Pour notre deuxième passage dans la Bouche Grise, nous n’avions pas plus de temps à consacrer à cette amas de béton que la précédente. Mais nous nous sommes tout de même octroyé une pause en ville. Histoire d’errer un temps dans les rues et de voir ce qui se cachait sous cette croute au premier abord dénué de couleurs.

He bien c’est une surprenante variété de couleurs qui se découvre lorsqu’on gratte un peu la surface et qu’on laisse glisser son regard dans les arrières cours, les vitrines ou les enseignes. Les peintures murales, enfantines ou plus classiques côtoient des graffitis à la qualité artistique variable. En imaginant rapidement le panel d’activités qui s’offre à la jeunesse des environs, on comprend que certains versent dans l’art. Avec plus ou moins de talent ça va de soit. Mais c’est une constante qui continue de courir chez les adultes et les ateliers divers ne manque pas. Comme dans beaucoup de ville que nous avons traversé jusqu’à maintenant, le bâtiment qui autrefois abritait la Bank of New Zealand à été transformé en galerie d’art. Mais ma curiosité concernant ce qui se trouvait à l’intérieur n’aura été satisfaite. Pas cette fois. Le temps d’arriver à ses portes, elles avaient fermées. On n’est plus maître du temps lorsqu’on voyage. Ou du moins du temps des autres. Le mien se porte très bien, oubliant dates et heures. Je constate juste devant ces portes closent que le retour à un monde où il faut être au fait de tous ces détails sera dur. Car il viendra bien tôt ou tard ce retour.

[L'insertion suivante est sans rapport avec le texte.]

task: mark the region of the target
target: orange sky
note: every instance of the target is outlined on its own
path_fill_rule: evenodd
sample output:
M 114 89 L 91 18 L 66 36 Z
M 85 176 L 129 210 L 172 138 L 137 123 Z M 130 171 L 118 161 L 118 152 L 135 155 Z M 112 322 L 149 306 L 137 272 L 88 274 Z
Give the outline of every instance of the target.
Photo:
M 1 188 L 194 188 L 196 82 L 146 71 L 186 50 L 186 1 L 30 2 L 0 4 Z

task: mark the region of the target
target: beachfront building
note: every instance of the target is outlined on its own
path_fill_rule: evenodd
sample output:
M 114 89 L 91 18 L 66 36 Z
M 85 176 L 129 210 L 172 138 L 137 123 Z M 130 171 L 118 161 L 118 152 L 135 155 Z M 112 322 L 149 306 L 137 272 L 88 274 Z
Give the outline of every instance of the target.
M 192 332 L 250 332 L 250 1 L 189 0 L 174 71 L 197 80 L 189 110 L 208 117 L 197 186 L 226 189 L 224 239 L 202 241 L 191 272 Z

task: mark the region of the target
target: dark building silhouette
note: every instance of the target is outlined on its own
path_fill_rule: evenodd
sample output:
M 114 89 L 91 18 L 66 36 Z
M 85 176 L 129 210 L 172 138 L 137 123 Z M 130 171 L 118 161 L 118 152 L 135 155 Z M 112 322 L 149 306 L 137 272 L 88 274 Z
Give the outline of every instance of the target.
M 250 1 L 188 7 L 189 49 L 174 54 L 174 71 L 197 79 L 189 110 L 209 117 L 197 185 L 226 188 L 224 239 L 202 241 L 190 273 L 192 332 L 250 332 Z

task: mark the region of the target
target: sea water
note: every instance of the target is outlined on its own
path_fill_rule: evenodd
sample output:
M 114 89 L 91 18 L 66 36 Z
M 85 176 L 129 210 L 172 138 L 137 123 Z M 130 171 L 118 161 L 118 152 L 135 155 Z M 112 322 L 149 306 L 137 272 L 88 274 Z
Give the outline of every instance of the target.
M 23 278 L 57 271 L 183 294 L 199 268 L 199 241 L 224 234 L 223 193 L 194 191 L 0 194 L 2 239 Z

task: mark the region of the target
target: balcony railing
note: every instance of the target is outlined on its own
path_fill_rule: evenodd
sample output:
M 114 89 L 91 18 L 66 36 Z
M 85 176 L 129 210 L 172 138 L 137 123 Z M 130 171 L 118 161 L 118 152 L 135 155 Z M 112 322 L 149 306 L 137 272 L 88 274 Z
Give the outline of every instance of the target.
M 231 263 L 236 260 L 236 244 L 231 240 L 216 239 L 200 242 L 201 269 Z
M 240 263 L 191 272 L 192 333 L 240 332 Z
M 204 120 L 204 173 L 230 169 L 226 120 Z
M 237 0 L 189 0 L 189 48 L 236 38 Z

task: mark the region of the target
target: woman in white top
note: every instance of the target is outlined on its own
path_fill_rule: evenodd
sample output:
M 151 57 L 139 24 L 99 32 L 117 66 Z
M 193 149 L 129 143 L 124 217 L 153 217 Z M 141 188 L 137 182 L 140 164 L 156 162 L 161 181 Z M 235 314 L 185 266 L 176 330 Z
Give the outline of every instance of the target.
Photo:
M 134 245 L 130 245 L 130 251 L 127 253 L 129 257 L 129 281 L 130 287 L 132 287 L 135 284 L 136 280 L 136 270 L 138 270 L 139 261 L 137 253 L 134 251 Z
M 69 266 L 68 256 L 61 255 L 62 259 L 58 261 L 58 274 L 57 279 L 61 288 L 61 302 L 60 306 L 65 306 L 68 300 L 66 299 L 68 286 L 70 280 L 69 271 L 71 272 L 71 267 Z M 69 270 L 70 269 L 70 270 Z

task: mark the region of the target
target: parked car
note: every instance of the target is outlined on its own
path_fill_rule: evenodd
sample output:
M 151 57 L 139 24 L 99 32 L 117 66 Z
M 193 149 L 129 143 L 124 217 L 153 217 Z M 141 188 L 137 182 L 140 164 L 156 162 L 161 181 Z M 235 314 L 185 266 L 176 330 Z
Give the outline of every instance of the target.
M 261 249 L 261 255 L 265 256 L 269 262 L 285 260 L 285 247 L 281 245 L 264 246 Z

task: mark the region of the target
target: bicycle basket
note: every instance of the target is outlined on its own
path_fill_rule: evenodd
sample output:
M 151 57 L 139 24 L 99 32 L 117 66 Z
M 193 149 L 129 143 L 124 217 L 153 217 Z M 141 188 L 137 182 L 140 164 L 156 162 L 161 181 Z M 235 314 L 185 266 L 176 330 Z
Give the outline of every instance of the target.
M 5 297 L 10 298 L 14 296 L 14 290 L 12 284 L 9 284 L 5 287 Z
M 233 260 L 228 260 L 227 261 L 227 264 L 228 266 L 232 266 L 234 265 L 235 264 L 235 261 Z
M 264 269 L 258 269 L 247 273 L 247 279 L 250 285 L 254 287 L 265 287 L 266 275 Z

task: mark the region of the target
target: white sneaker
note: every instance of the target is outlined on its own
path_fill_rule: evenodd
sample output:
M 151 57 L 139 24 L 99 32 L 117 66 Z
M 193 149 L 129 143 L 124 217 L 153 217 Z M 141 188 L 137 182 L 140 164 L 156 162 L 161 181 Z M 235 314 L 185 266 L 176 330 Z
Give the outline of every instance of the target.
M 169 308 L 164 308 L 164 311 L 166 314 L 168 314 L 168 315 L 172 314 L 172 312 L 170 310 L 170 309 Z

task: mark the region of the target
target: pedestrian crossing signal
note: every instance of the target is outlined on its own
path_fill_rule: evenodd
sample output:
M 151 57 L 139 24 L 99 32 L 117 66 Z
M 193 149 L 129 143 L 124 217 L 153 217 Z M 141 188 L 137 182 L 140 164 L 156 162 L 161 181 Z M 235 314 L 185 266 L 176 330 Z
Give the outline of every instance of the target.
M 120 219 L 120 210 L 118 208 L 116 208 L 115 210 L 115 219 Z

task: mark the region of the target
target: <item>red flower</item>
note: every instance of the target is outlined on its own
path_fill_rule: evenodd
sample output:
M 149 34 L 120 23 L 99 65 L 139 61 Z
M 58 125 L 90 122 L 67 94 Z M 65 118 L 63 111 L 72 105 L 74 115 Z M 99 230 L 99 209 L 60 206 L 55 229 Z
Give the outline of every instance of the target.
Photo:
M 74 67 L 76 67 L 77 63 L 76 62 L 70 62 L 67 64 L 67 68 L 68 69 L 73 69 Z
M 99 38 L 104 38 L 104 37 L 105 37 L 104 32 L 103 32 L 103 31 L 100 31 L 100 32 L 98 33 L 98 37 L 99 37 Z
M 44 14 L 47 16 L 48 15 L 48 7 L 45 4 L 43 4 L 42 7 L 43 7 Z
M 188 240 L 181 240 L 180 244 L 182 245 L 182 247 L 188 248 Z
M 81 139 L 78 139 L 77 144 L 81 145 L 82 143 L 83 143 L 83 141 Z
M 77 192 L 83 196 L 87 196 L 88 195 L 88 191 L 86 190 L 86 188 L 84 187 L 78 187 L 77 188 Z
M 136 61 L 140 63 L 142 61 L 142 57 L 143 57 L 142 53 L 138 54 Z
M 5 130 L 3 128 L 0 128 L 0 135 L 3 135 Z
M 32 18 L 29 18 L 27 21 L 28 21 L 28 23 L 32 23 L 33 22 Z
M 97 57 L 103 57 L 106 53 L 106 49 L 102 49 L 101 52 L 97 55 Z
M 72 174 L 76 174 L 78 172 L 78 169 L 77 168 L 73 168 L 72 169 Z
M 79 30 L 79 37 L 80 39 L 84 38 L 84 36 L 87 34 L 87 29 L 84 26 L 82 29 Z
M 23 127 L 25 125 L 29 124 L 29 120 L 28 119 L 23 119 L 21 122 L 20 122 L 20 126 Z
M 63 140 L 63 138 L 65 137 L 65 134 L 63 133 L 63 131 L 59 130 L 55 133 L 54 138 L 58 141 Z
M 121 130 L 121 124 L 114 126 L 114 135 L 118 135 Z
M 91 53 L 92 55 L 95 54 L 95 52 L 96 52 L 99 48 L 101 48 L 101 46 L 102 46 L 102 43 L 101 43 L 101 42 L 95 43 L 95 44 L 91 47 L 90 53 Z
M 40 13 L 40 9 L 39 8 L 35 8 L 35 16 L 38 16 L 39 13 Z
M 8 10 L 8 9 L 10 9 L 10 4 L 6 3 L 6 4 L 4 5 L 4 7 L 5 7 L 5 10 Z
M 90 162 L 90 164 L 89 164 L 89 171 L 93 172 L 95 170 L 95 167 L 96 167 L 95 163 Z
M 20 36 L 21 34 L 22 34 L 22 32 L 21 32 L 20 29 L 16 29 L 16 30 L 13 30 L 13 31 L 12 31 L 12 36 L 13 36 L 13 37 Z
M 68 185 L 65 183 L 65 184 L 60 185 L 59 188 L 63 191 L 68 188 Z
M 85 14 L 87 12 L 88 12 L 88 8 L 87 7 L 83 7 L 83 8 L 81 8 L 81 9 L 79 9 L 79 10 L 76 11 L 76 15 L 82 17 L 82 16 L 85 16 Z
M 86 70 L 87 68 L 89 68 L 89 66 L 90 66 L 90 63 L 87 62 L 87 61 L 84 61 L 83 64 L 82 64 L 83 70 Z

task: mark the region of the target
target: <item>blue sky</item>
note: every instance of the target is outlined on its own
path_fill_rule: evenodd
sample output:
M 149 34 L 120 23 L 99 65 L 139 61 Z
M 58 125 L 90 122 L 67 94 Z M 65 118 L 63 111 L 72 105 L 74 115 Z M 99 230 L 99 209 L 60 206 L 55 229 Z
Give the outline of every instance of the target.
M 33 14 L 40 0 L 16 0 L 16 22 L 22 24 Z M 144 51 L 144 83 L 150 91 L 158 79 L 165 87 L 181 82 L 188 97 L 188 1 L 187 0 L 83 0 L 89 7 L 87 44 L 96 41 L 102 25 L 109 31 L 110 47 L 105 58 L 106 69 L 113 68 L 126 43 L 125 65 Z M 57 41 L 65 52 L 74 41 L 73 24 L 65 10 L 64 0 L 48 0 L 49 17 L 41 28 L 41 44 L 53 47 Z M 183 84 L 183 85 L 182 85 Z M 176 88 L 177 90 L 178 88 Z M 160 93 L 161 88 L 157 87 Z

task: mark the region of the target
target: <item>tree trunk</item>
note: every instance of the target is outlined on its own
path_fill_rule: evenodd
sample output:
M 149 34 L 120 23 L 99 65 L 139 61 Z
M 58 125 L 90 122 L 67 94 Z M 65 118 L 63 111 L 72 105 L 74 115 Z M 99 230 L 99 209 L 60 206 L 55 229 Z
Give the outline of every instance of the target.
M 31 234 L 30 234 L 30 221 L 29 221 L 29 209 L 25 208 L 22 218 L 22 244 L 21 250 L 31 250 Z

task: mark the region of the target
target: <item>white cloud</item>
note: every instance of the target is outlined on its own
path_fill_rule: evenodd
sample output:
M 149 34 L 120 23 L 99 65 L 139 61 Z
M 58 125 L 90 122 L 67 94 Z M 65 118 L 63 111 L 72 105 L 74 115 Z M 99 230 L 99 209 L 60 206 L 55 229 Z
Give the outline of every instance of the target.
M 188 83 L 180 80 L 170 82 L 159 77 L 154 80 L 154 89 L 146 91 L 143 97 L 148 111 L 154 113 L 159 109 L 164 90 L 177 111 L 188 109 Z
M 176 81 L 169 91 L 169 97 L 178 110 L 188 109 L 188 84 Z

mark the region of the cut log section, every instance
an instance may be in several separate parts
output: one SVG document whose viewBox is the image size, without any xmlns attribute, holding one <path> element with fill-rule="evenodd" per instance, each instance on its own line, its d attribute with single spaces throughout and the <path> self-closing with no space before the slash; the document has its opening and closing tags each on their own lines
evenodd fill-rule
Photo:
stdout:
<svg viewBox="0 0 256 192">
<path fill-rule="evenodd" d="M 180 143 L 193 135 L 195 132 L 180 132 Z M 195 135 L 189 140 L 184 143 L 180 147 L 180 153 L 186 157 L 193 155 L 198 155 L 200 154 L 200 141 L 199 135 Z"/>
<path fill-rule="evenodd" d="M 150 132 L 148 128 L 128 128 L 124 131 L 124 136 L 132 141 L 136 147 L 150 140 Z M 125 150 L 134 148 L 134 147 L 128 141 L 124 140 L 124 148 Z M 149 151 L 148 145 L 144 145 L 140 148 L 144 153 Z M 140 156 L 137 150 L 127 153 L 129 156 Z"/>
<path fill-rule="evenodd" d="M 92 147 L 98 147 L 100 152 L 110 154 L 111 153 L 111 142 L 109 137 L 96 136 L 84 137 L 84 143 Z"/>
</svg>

Parmi les visages burinés par la vie qu’on rencontre d’ordinaire dans ces vielles villes, en Nouvelle Zélande comme ailleurs, les touristes se promenaient main dans la main, prenaient des photos ou filmaient des bâtiments. On ne sait jamais, des fois qu’ils bougent… Ils l’ont bien fait à Christchruch! Moi je les observais de loin, fouinant dans les recoins à la recherche des détails colorés qui ont aguiché mon oeil.

Le détail sur lequel j’ai passé plus de temps, Sophie et Thomas m’y ont rejoins, fut un poster représentant une page facebook du profil de dieu. Placarder sur l’avant d’une église de quartier aux allures de taverne. (Seigneur, comme leurs églises font parfois peine à voir lorsqu’on vient du vieux continent)  Mais bon, l’important c’est comme chez les hommes, c’est ce qu’il y a dedans. Bref, le profil « faithbook » du bon dieu, comprenez le jeu de mot, regorgeait de subtilités – avons-le, les cathos et autres aficionados des bondieuseries en manque souvent – pleines d’humour.

C’est sur cette touche bariolée que nous avons poursuivit plus avant notre descente de la West Coast au long de la semaine suivante. Après le mélange gris/couleurs de Greymouth, place au gris/vert luxuriant!